Sunday, May 18, 2014

Don't you know yet? It is your light that lights the worlds.

“Out beyond ideas of wrongdoing and rightdoing there is a field. I'll meet you there.
When the soul lies down in that grass, the world is too full to talk about. ~ Rumi



Lessons come in all varieties. It's just recognizing them when they come. 

I found myself frustrated with the process of my son's treatments, with myself and my son's doctor this weekend. In addition to those challenges, I am also evaluating some teachings I offered in the past. Not to dwell on them but to grow from them. 

Experience is the teacher and there is no substitute for the time it takes to learn these lessons, even when it feels like the same ones come over and over again just in various forms. 

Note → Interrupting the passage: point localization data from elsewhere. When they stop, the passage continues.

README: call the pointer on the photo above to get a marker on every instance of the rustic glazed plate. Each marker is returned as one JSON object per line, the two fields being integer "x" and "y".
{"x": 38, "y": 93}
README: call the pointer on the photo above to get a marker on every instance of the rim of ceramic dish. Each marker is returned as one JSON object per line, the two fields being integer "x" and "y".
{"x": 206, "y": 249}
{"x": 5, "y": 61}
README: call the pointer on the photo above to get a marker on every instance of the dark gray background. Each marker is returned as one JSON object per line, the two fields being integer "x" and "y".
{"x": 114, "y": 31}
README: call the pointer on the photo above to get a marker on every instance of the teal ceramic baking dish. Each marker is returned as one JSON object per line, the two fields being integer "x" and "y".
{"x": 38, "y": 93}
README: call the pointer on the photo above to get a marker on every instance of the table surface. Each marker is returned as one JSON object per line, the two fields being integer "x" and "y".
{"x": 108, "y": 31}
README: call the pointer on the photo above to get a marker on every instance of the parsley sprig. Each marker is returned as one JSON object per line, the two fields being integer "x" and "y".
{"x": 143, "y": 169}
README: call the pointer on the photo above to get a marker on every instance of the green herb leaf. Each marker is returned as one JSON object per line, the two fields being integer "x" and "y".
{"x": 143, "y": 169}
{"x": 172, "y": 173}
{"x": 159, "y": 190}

Stepping away today from looking back into swiftly preparing future events and teachings. All the while, I am reminded of my vision to remain true to my desire to act, speak and teach from a soft heart and bold voice in this present moment. I

I love how Donna Farhi defines yoga as "a technology for arriving in the present moment." She goes on to say, "it is a means for waking up from our spiritual amnesia, so that we can remember all that we already know. It is a way of remembering our true nature, which is essentially joyful and peaceful. It is a means of staying in the intimate communication with the formative core matrix of yourself and those forces that serve to bind all living beings together. As you establish and sustain this intimate connection, this state of equanimity becomes the core of your experience rather than the rare exception."

To find that equanimity and connection, I am asking myself before I react to someone or something: 
Is it kind? 
Is it true? 
Is it necessary? 

When the answers are yes, then I am learning to cultivate graceful waiting, so that my reply doesn't come from a prideful, arrogant need to be in control kind of place. As a visionary of the course I aspire to chart, I acknowledge that I have no control over anything but my own choices. 

This work isn't about giving things up or even changing who I am to please someone else. It's a gradual falling away of those things that no longer nourish my heart. All of that seems to come when I take time to be still, listen and wait. 

When I lie in that grass, as Rumi says, the whole world is deeply vibrant and still- almost too full to talk about. And, in that stillness the lessons of life become like the constellations lighting the night sky. The light, my own, becomes bright and clear showing me the way.